When in the course of human events we find ourselves backsliding into somebody’s fun-house version of progress, when our hard-fought equal station is less equal than the day before, when we’re governed by people who deprive us of rights without our consent, thanks to the political chicanery known as gerrymandering, we must, as the forefathers wrote, submit these truths to a candid world.

Here are the truths, candid world.

Women in 2022 are not paid equally for equal work. We’re charged more for everything from disposable razors to mortgages. In states such as Texas, we are taxed each month for tampons and pads. We are underrepresented in Congress and on Wall Street.

We are more likely to endure rape, domestic violence and workplace harassment. Even if we earn as much or more than our male spouses, we’re often still stuck with the majority of housework.

And now, in roughly half the states in the nation, millions of women have lost control of their own bodies, their own reproductive health care, their own destinies after the Supreme Court overturned the case that ensured the constitutional right to abortion. Today, it’s abortion rights and if you listen to Justice Clarence Thomas, tomorrow it could be birth control and same-sex marriage.

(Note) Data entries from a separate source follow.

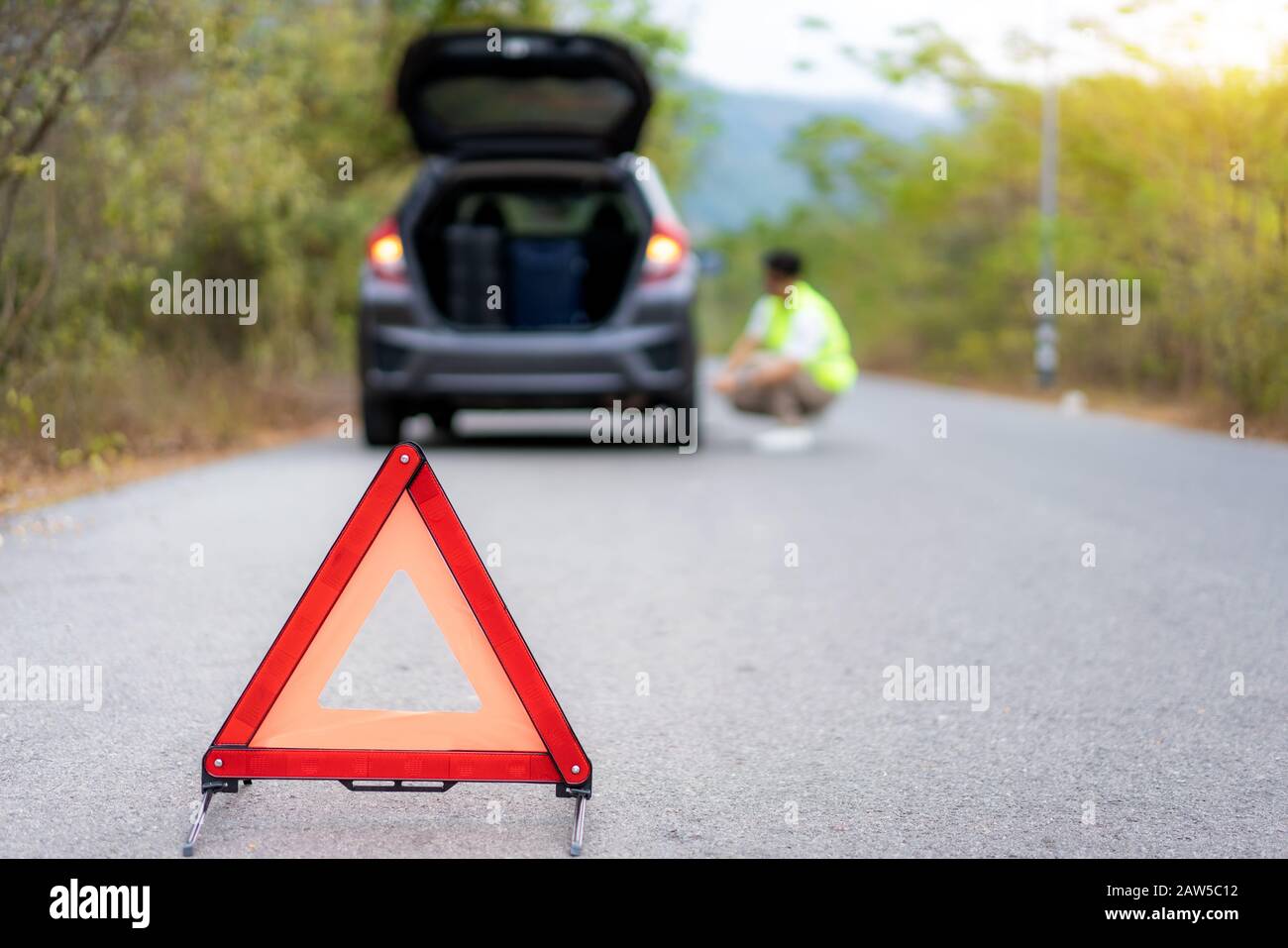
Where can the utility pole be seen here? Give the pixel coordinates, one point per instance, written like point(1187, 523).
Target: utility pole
point(1046, 356)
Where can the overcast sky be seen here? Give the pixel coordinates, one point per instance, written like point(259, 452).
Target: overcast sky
point(754, 44)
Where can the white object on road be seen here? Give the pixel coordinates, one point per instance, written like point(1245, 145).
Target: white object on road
point(1073, 402)
point(786, 440)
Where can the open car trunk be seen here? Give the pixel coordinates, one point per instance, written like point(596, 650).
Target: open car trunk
point(529, 247)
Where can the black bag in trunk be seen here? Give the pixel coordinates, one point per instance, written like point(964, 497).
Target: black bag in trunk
point(475, 266)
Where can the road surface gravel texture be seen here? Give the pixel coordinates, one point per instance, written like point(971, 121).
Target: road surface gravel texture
point(732, 703)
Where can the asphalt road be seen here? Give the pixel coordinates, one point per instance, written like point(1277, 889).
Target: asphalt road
point(1111, 725)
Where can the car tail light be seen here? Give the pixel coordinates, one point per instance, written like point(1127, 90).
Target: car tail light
point(668, 247)
point(385, 253)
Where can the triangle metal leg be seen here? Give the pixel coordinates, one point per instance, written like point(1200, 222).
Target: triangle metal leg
point(579, 824)
point(189, 846)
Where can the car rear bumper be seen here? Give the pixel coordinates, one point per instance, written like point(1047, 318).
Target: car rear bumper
point(514, 369)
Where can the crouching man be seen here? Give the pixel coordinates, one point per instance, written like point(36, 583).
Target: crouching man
point(794, 357)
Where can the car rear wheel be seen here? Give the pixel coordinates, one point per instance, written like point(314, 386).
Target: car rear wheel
point(381, 421)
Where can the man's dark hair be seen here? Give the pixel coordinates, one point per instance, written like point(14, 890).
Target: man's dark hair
point(784, 262)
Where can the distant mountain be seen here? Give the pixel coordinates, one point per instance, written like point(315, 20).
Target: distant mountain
point(741, 171)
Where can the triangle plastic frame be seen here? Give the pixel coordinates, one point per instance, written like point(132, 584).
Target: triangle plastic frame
point(233, 755)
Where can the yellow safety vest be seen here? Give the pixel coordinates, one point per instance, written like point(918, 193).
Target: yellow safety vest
point(832, 368)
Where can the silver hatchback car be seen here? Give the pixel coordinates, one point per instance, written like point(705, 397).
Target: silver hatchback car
point(537, 261)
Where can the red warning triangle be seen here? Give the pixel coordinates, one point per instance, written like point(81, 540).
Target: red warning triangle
point(278, 727)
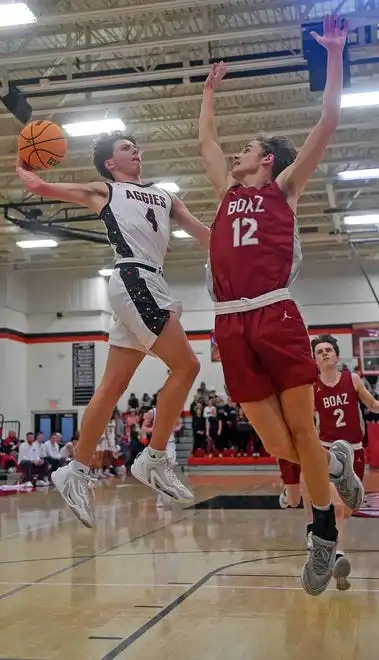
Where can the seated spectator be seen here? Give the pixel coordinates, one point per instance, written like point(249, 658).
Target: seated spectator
point(133, 401)
point(146, 401)
point(52, 451)
point(66, 454)
point(244, 433)
point(213, 424)
point(132, 419)
point(32, 465)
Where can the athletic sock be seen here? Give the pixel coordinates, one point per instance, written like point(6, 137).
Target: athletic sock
point(80, 467)
point(156, 453)
point(335, 466)
point(324, 523)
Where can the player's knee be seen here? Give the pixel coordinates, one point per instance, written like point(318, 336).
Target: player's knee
point(293, 496)
point(339, 510)
point(189, 368)
point(305, 438)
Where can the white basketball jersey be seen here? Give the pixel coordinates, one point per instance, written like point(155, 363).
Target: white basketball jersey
point(137, 218)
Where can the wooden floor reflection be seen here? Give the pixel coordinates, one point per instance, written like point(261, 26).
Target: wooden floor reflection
point(186, 584)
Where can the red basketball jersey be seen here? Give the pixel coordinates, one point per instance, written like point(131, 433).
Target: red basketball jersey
point(254, 244)
point(338, 410)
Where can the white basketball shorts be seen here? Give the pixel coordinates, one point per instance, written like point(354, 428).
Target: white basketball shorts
point(141, 305)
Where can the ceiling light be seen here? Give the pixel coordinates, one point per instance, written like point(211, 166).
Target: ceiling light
point(16, 13)
point(180, 233)
point(351, 175)
point(81, 128)
point(360, 100)
point(43, 242)
point(170, 186)
point(369, 219)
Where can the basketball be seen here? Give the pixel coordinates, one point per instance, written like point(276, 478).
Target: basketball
point(42, 144)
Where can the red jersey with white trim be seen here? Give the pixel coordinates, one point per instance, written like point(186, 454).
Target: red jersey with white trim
point(254, 244)
point(338, 410)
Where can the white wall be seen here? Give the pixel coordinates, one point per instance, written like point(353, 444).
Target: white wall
point(330, 293)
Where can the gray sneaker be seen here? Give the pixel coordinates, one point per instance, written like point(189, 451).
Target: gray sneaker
point(349, 486)
point(341, 572)
point(318, 570)
point(76, 489)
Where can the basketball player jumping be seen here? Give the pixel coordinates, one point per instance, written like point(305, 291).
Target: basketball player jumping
point(254, 256)
point(137, 217)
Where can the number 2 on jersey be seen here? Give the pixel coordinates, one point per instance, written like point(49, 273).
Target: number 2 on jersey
point(150, 217)
point(241, 238)
point(340, 421)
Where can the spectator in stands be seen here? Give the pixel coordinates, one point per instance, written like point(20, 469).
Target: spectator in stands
point(213, 423)
point(40, 439)
point(53, 452)
point(32, 465)
point(228, 416)
point(199, 430)
point(244, 433)
point(146, 401)
point(132, 419)
point(133, 401)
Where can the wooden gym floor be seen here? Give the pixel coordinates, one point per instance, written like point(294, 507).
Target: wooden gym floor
point(191, 584)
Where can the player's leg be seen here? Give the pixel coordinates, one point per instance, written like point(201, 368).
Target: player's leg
point(73, 480)
point(290, 475)
point(152, 466)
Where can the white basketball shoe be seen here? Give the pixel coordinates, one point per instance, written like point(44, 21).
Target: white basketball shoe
point(76, 489)
point(159, 474)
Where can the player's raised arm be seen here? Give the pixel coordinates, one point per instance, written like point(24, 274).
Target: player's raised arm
point(213, 158)
point(181, 215)
point(294, 179)
point(364, 395)
point(92, 195)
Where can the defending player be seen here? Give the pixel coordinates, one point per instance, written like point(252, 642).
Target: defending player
point(137, 217)
point(254, 256)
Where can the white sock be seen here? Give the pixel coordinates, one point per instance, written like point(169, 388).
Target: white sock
point(335, 466)
point(156, 453)
point(80, 467)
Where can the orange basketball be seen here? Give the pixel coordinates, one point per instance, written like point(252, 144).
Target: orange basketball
point(42, 144)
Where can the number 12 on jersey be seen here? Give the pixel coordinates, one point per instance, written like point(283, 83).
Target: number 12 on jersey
point(243, 232)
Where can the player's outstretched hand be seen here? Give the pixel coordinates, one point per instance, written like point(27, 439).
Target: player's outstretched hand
point(335, 34)
point(216, 74)
point(30, 179)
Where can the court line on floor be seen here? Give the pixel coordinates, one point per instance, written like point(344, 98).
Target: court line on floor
point(153, 553)
point(131, 639)
point(68, 519)
point(81, 561)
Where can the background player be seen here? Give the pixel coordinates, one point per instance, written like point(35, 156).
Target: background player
point(337, 397)
point(254, 255)
point(137, 217)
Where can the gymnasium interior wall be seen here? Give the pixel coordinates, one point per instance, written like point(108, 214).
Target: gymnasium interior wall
point(43, 313)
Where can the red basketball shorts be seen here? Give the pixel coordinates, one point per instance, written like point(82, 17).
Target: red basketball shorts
point(264, 351)
point(289, 472)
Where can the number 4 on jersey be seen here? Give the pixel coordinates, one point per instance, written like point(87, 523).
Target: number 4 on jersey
point(240, 237)
point(150, 217)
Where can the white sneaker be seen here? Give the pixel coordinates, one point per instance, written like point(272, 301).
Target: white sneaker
point(158, 474)
point(74, 487)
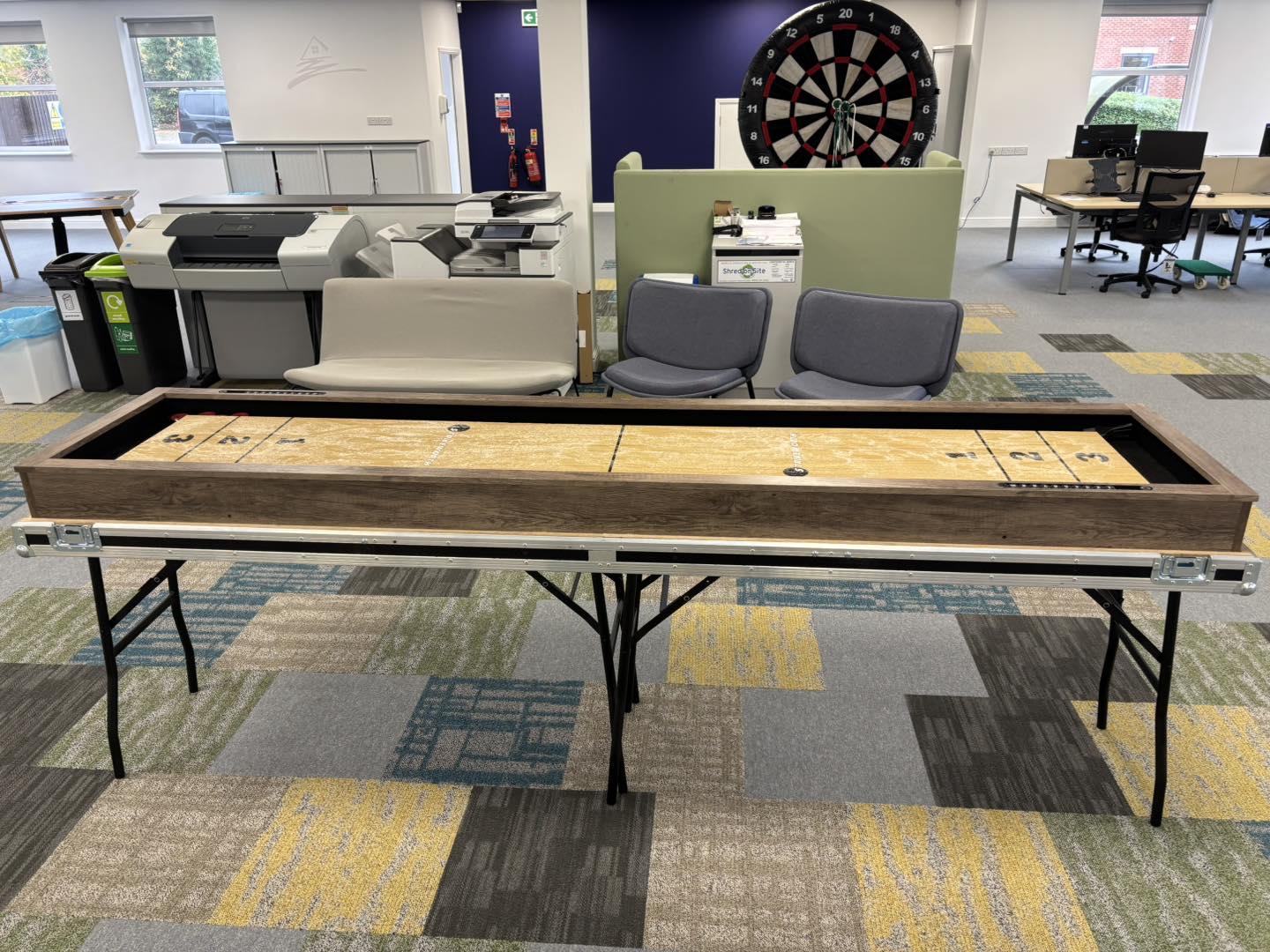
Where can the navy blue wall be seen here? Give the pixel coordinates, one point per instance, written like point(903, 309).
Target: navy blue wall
point(499, 56)
point(655, 69)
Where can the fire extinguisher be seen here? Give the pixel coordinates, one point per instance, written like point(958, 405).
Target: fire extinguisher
point(534, 172)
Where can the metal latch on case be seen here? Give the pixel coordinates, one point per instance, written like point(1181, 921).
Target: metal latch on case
point(75, 539)
point(1184, 569)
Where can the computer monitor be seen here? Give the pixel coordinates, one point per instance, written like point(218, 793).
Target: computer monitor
point(1110, 141)
point(1169, 149)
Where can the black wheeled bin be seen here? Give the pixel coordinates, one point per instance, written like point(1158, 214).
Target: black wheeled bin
point(144, 329)
point(80, 310)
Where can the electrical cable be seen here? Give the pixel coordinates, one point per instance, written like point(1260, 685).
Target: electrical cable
point(982, 192)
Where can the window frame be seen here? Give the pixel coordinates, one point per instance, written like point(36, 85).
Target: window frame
point(138, 86)
point(36, 31)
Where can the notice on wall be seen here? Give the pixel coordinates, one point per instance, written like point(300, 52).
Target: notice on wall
point(759, 271)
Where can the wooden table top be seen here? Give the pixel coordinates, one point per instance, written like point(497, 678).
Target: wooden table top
point(1013, 456)
point(65, 202)
point(1222, 202)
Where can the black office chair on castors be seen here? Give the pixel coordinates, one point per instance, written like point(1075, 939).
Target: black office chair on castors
point(1162, 219)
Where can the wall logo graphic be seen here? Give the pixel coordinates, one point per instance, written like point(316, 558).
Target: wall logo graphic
point(318, 61)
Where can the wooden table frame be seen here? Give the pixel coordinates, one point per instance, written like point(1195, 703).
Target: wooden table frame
point(72, 205)
point(1076, 206)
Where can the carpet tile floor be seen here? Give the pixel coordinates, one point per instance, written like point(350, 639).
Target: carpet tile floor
point(412, 761)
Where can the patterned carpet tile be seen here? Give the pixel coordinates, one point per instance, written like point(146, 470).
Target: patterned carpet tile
point(877, 596)
point(937, 880)
point(46, 626)
point(548, 866)
point(455, 637)
point(347, 856)
point(40, 703)
point(512, 733)
point(42, 933)
point(37, 809)
point(680, 739)
point(1086, 343)
point(743, 646)
point(1011, 753)
point(274, 577)
point(213, 620)
point(1047, 658)
point(163, 727)
point(752, 874)
point(1226, 386)
point(1189, 885)
point(375, 580)
point(997, 362)
point(155, 848)
point(1218, 758)
point(1157, 363)
point(311, 632)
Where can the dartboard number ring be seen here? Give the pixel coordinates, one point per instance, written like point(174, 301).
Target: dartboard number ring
point(840, 84)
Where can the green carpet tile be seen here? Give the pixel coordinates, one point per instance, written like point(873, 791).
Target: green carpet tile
point(410, 761)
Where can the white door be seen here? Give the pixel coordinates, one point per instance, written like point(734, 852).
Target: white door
point(452, 106)
point(729, 153)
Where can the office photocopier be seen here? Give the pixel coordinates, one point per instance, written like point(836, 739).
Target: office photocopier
point(256, 280)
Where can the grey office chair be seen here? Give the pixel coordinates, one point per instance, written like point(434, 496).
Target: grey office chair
point(690, 340)
point(865, 346)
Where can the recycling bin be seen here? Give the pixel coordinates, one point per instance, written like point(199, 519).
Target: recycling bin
point(83, 323)
point(144, 329)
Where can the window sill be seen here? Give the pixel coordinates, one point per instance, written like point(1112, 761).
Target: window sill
point(34, 150)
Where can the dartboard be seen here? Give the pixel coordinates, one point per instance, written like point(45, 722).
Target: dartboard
point(840, 84)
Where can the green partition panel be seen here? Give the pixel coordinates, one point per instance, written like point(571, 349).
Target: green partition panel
point(880, 231)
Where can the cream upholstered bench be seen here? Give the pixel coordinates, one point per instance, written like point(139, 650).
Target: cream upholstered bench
point(446, 335)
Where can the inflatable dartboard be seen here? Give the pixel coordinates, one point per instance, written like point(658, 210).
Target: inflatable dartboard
point(841, 84)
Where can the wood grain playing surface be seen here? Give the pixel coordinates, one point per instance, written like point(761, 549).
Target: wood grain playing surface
point(1015, 456)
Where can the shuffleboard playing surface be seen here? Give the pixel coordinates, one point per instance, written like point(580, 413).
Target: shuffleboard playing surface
point(1012, 456)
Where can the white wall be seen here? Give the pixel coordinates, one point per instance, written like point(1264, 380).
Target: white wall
point(260, 42)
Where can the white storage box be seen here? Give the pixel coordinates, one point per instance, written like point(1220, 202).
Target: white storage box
point(32, 368)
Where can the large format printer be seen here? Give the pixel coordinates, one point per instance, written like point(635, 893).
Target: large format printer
point(256, 280)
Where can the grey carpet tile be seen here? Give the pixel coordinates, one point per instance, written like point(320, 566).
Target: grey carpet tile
point(129, 936)
point(1010, 753)
point(1087, 343)
point(1226, 386)
point(1054, 658)
point(40, 703)
point(38, 807)
point(548, 866)
point(323, 725)
point(441, 583)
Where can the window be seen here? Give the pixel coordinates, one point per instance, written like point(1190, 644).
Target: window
point(1142, 70)
point(182, 92)
point(31, 115)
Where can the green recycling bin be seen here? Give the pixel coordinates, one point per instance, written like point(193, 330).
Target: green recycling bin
point(144, 328)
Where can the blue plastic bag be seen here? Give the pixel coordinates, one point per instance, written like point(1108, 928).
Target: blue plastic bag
point(28, 323)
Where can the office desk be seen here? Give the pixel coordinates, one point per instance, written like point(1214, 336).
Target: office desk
point(1076, 206)
point(71, 205)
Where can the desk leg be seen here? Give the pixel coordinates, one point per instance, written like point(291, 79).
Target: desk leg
point(113, 227)
point(60, 235)
point(1238, 248)
point(1199, 239)
point(1013, 225)
point(1065, 279)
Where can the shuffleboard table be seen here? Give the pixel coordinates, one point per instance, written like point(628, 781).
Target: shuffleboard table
point(1102, 498)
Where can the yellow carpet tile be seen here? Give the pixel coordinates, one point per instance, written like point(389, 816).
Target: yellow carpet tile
point(348, 856)
point(1157, 363)
point(1218, 758)
point(950, 879)
point(998, 362)
point(741, 646)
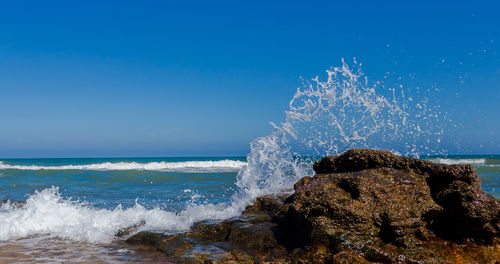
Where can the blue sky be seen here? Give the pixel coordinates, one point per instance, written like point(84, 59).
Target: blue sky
point(165, 78)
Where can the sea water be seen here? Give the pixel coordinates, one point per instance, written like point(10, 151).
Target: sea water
point(73, 208)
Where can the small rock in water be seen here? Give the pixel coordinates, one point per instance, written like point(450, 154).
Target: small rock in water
point(129, 230)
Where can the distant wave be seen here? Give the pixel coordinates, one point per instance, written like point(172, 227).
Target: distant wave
point(188, 166)
point(459, 161)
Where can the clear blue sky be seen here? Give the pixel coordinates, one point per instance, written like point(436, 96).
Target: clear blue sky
point(182, 78)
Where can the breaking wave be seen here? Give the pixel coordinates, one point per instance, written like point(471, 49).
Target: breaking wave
point(188, 166)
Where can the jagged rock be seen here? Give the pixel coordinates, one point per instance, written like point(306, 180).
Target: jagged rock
point(467, 212)
point(364, 206)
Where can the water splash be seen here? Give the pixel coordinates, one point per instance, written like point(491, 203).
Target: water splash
point(328, 117)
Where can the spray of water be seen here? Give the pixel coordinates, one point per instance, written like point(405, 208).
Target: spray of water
point(330, 116)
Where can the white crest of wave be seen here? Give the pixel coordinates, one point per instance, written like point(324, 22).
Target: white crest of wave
point(46, 212)
point(191, 166)
point(459, 161)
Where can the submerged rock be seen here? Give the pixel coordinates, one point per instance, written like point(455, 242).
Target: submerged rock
point(364, 206)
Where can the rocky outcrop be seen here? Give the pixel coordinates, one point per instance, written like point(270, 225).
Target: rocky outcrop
point(364, 206)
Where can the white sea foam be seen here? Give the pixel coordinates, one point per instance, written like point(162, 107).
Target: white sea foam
point(325, 117)
point(459, 161)
point(46, 212)
point(189, 166)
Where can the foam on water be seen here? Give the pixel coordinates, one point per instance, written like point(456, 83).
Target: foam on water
point(188, 166)
point(325, 117)
point(47, 213)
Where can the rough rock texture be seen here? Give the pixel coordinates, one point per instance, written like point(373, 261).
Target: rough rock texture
point(364, 206)
point(467, 212)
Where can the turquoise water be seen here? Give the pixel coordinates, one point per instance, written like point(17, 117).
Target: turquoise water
point(113, 183)
point(74, 207)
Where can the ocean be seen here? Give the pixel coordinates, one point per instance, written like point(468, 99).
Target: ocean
point(70, 210)
point(74, 207)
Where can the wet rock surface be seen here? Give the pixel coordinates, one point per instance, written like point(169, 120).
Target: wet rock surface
point(364, 206)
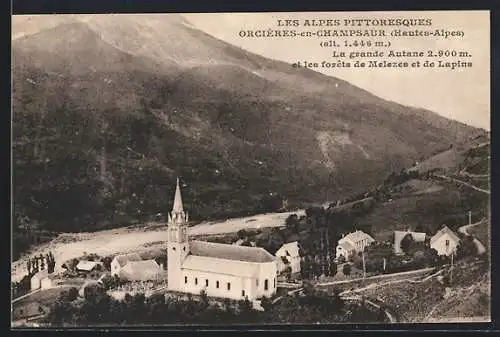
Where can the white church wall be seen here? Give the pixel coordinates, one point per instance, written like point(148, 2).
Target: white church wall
point(237, 284)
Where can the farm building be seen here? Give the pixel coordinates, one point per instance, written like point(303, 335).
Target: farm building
point(399, 235)
point(353, 243)
point(445, 241)
point(288, 256)
point(221, 270)
point(41, 280)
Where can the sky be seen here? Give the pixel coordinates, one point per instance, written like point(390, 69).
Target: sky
point(462, 94)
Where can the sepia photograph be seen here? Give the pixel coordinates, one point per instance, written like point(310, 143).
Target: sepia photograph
point(219, 169)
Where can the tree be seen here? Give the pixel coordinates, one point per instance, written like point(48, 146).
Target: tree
point(266, 303)
point(332, 267)
point(406, 243)
point(106, 261)
point(346, 269)
point(288, 272)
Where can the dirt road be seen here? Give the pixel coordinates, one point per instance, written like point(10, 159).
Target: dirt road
point(481, 249)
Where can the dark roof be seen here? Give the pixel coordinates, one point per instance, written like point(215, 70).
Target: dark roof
point(230, 252)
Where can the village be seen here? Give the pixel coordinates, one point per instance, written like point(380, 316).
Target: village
point(243, 268)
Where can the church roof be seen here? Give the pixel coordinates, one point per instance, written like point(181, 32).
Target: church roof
point(140, 270)
point(230, 252)
point(221, 266)
point(87, 265)
point(177, 208)
point(399, 235)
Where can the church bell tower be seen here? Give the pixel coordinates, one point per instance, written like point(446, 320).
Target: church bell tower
point(178, 241)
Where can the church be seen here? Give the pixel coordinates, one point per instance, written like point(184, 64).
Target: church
point(221, 270)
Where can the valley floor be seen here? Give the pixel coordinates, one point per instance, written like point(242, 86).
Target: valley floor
point(135, 239)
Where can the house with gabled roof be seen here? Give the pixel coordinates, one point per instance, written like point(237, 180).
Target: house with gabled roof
point(445, 241)
point(145, 270)
point(288, 256)
point(120, 261)
point(220, 270)
point(352, 243)
point(399, 235)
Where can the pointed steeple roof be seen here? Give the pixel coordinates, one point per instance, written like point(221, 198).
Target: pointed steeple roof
point(177, 208)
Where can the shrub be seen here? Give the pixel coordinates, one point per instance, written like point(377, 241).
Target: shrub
point(346, 269)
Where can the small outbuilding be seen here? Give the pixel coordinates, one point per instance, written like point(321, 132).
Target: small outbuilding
point(146, 270)
point(85, 265)
point(36, 280)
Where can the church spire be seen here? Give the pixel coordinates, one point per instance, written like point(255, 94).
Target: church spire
point(177, 208)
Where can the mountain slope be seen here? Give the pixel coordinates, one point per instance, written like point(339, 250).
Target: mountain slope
point(109, 109)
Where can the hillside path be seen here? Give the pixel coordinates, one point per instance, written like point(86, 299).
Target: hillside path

This Independence Day, I’ll be thinking a little harder about what that word really means. Yes, there are a great many freedoms we enjoy in this country along with a standard of living that’s the envy of most nations.

Last week, many of us felt our “equal station” suddenly move beneath our feet. One day we had a right. The next day it was gone. A decision as intimate, physically fraught as childbirth was handed over to a conservative Legislature dominated by men who have never so much as endured monthly menstrual cramps, let alone the life-altering, body-morphing journey of bearing a child.

As a woman, an American and a Texan, I keep asking a question in my head: how can I be equal when my womb — legally — is subjugated to the whims of a governmental authority?

Those immortal words in America’s first founding document — life, liberty, pursuit of happiness — what do they mean now for a Texas woman who has been raped and finds herself legally required to carry a child born of violence or incest? The rarity of those instances does not give any politician cause to disregard them.